Tender goose confit, glazed with a tart sauce of reduced wild grape juice or balsamic vinegar is a great variation from typical ways of serving salted goose legs.
This past Summer I really became aware of the presence of geese. You see them so often it’s easy for them to blend in and look like just like any other animal doing their thing. They're a kind of menace though, and have been wreaking havoc on the watercress pond, and just being pests in general.
I've had a number of hunters complain about Canadian geese to me, and how they threaten to outcompete different species of ducks here in the Midwest, but that's another story.
I do like goose legs though, but most hunters throw them away. With the legs here, what I did was cure the legs for confit after plucking-my go to recipe for any wild bird leg. Pluck + salt the legs, then pick a flavor.
Maybe I pack it in a pan with herbs, or go another way with onions and warm spices like allspice, nutmeg, and ginger. Either way from there it’s overnight in the fridge, then poaching slowly in lard, or cooking oil if I'm short on animal fat.
Usually I just sear the skin, warm them up and put them on a plate, but sometimes I’ll switch it up, pick the meat for something, or mock up a quick braise, which is kind of what's going on here.
Glazing by continual, slow, reduction of pan sauces
Glazing, or lacquering, is one of the best techniques I’ve learned in the past few years. You take a braise, and reduce the juices down, down, down, spooning the juices over the meat as they concentrate and the natural sugars thicken to form a layer that shines like a jewel.
Each time you spoon more sauce on at the perfect moment, slowing down and monitoring the heat at the end to get as many spoons of sauce, and layers of collagen rich glaze as you can.
In the end it’s a braised, soft piece of meat, and almost eats like barbecue, but without the overt sweetness of something like brown sugar or molasses in the mix
You could use a lot of things to glaze a piece of meat like this, but something with a little natural sugar or something that thickens a bit on it's own is the easiest. Here I used some of the wild grape juice reduction that I posted about earlier this year, just a spoon or two is enough for a dinner for two-it's powerful, versatile stuff, and with the prolonged cooking that functions as a sort of ultra-pasteurization, it's damn near shelf stable in the fridge.
Goose Confit Glazed with Wild Grape
Equipment
- 1 10 inch saute pan
Ingredients
- 2 legs of wild goose confit
- 1 tablespoon wild grape reduction or balsamic reduction
- 1 tablespoon unsalted butter
- ½ tablespoon maple syrup optional
- ¼ cup chicken stock vegetable stock, or water
- Kosher salt and fresh ground black pepper to taste
- 1 tablespoon rendered goose fat preferably from the carcass or cooking oil
Instructions
- Preheat the oven to 300. In an 8-10 inch saute pan, heat the lard until lightly smoking. Pat the goose legs dry with a paper towel, the drier they are, the easier they'll be to sear. Put the legs of goose confit in the pan, skin side down, then put the pan in the oven just to heat through, about 10 minutes.

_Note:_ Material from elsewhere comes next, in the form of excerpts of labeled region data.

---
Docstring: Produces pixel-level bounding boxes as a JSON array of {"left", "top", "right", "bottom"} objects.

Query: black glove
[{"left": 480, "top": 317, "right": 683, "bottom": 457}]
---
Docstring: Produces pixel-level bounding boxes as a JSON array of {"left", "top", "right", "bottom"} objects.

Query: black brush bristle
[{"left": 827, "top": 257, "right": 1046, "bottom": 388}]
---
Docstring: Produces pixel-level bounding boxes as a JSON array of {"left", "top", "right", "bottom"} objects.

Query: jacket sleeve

- Remove the pan from the oven and put in on the burner on medium heat. Carefully use a spatula to release the legs from the pan without damaging the skin, which should release after a second on the heat, revealing golden brown skin. Pour the oil from the pan and discard. Deglaze the pan with the stock, then add the grape juice reduction.
- Cook on medium heat, spooning the sauce over the goose legs to glaze them. If needed, reduce the heat to low to give you more control. Whisk in the tablespoon of butter to lighten the sauce and tame the sourness. If the sauce is too reduced and threatens to break, add a few tablespoons of cold water, whisk and keep reducing slowly, basting the legs as often as possible.
- At the end, I like to turn the heat off the pan and just keep spooning, spooning, spooning the sauce over the legs to get as much of a coating on them as possible. When legs are glazed and looking like lacquered, purple jewels, serve immediately.
- For the vegetable garnish, things that have a little natural sweetness are going to be the best: squash, roasted onions, roasted root vegetables, etc.
Iolanda Brigida Foschetti
Dear Alan,
Love your recipes but was wondering if you have an easier recipe for cooking goose. We have our own free range geese but they are no longer young by the time we get around to dispatching them!
Any suggestions on how to make them tender?
Thanks.
Iolanda
Alan Bergo
Yes just make goose confit without the sauce. Cook the skin crisp. If you don’t have the skin on, braise then, pull, season with oil, salt and seasonings to taste and make tacos.